Although they've since caught on to the error in planning, at the time I went through the doors, my district consisted of nine elementary schools (flooded and flowing out into trailers), three junior highs (the same), and a single high school (jammed in tight). I do think it is typical to have more lower schools, both because they serve a larger number of grades and to represent the desire for keeping the small ones close, but this was simply poor planning. Our high school only served grades 10-12 and even then we were busting at the seams. I was in the "tiny" class with about 800 students, the school overall encompassed about 2500 teens. My mind boggles at the amount of hormones in that place.
The size in itself accounts for some differences. The Saved By The Bell kids lingered in the halls and talked between classes. Not so much at my school. Granted, my social status came into play in my hallway experience, but everyone pretty much had to book it just to get across the building in the five minutes allotted between classes. I'm not sure I ever visited my locker other than before lunch (which 2 of the 3 years was around 1PM, just before the last class of the day...in 10th grade, it was more like 10:30AM), let alone had deep conversations there. In fact, I tended to walk with my elbows turned out a bit in order to avoid being swept along with the crowd in the wrong direction. At my tiny little liberal arts college, you were sure to run into anyone you wished to avoid. In contrast, I heard names at high school graduation that I hadn't heard since 4th grade. Kelly could totally have avoided Steve after a mistaken hook-up and Brenda wouldn't see Dylan on the way to every class.
Until the funding fights unravelled on Glee, cheerleaders abounded. I met a cheerleader from my high school last year, during my stop back at my parents' house. I'm really not sure I ever knew one before. I'll admit the bias here that I was in a pretty narrowly defined group of Honors Class kids so really only attended class with a small portion of my peers and we probably had our own social world (though I am fairly sure several dance crowns went to a fellow honors kid). But I still don't recall skirted cheer-gals parading around. There was no room for the crowds to part in awe as the Mean Girls walked by.
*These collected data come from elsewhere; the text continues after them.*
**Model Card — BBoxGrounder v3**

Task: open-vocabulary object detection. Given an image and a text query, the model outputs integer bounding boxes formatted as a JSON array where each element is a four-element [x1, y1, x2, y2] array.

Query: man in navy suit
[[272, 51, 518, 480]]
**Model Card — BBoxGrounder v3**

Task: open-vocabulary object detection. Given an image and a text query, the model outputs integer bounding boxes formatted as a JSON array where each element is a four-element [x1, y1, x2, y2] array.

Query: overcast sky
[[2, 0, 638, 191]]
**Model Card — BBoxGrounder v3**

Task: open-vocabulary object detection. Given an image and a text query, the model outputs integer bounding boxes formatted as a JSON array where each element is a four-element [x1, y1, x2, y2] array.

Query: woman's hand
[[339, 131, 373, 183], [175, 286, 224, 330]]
In every TV show, the high school world includes a lot of heads-in-the-toilet, kids-stuffed-in-lockers, and (the latest trope) of the Slushy facial. It would be hard to be less popular than I was in those days. I could chat with some of my classmates, but I can count on one hand (maybe half-a-hand) the number of times I ventured out socially. But none of that stuff happened in my high school world. Junior high got vicious at times. I was pants-ed in gym class, popped between the shoulders daily by a boy in my homeroom every day of 7th grade, and relentlessly mocked until I'd ask for a pass to the nurse to escape. But this was done by high school and I'm fairly sure this wasn't unique to me or even to my school. By high school, I was just ignored. The teasing pretty much stopped. I simply didn't exist. Which isn't fun either, but is quite different. Of course, it makes for pretty boring TV (and a bit of a boring three years from a social standpoint).
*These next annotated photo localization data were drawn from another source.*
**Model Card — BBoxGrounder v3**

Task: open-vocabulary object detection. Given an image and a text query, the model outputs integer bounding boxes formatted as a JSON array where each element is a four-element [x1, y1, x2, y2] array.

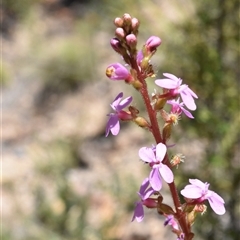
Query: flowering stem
[[130, 57, 193, 239], [129, 58, 162, 143]]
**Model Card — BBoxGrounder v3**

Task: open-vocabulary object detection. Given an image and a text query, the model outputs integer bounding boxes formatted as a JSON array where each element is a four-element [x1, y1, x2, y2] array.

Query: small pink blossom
[[105, 92, 132, 137], [132, 178, 156, 222], [167, 98, 194, 119], [106, 63, 130, 80], [180, 179, 226, 215], [139, 143, 174, 191], [155, 73, 198, 111]]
I never had to carry a sack-of-flour baby. Or plan for a science fair. Slater, Jessie, Zach, and Kelli didn't head EVERY club and pull off a stunt for every assignment. We didn't eat on the lawn or run to the Peach Pit during study hall. I heard about study hall, but never knew anyone who had onel. Despite these obvious gaps in my schooling, I did have some amazing teachers and cannot complain these. I read stuff in high school that other people didn't encounter until their graduate programs (Kant, Chaucer, Upton Sinclair). I was VERY well-prepared for college. I was used to working. Hard. A lot of my teachers held graduate degrees. Tracking kids into ability groups bothers me in theory, but I sure as heck benefited from it (as I've rambled on about before). I don't know what our football program cost, but I give the school the credit of assuming that the AP program cost more.
I hid in the crowd for my three years in high school. I'll own that and own that my actions shaped my experience. I chattered with the other honors kids but didn't really ever ASK to be included in their non-school world (and they did have one). I wasn't a Rambler then (though I probably raised my hand too much), but I was a Watcher. And I'm pretty sure none of the creators of TV High wandered the halls I walked.
I'd say you couldn't pay me to go back, but I doubt that's true. You could. But it'd take a lot.
1 comment:
My high school experience was similar albeit on a smaller scale. I just sort of blended in. I did endure some teasing into high school (I was overweight) but for the most part it was tolerable. But that said, I would actually like to go back and possibly try it all again.